Upper limb tremor is a prominent symptom of both Parkinson's disease and essential tremor. Its kinematic parameters overlap substantially for these two pathological conditions, thus leading to high rate of misdiagnosis, especially for community doctors. Several groups have proposed various methods for improving differential diagnosis. These prior studies have attempted to identify better kinematic parameters, however they have mainly focused on single limb features including tremor intensity, tremor frequency, and tremor variability. In this paper, we propose a wearable system for multi-segment assessment of upper limb tremor and differential diagnosis of Parkinson's disease versus essential tremor. The proposed system collected tremor data from both wrist and fingers simultaneously. From this data, we extracted multi-segment features in the form of phase relationships between limb segments. Using support vector machine classifiers, we then performed differential diagnosis from the extracted features.
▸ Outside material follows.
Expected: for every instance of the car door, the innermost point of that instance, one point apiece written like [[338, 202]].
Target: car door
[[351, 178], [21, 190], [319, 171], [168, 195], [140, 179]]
We evaluated the performance of the proposed system on 19 Parkinson's disease patients and 12 essential tremor patients. Moreover, we also assessed the performance cost associated with reducing task load and sensor array size. The proposed system reached perfect accuracy in leave-one-out cross validation. Task reduction and sensor array reduction were associated with penalties of 2% and 9-10% respectively. The results demonstrated that the proposed system could be simplified for clinical applications, and successfully applied to the differential diagnosis of Parkinson's disease versus essential tremor in real-world setting.
上肢震颤是帕金森病和特发性震颤的突出症状。这两种病理状况的运动学参数有很大的重叠,因此导致误诊率很高,特别是对社区医生来说。有几个小组已经提出了各种方法来改善鉴别诊断。这些先前的研究试图确定更好的运动学参数,然而,它们主要集中在单个肢体特征上,包括震颤强度、震颤频率和震颤可变性。在本文中,我们提出了一种用于上肢震颤的多节段评估和帕金森病与特发性震颤鉴别诊断的可穿戴系统。该系统同时从手腕和手指采集震颤数据。从这些数据中,我们提取了肢体节段之间相位关系的多节段特征。然后,我们使用支持向量机分类器从提取的特征中进行鉴别诊断。我们在 19 名帕金森病患者和 12 名特发性震颤患者中评估了所提出系统的性能。此外,我们还评估了降低任务负荷和传感器阵列大小相关的性能成本。所提出的系统在留一法交叉验证中达到了完美的准确率。任务减少和传感器阵列减少分别带来了 2%和 9-10%的惩罚。结果表明,所提出的系统可以简化用于临床应用,并成功地应用于现实世界中帕金森病与特发性震颤的鉴别诊断。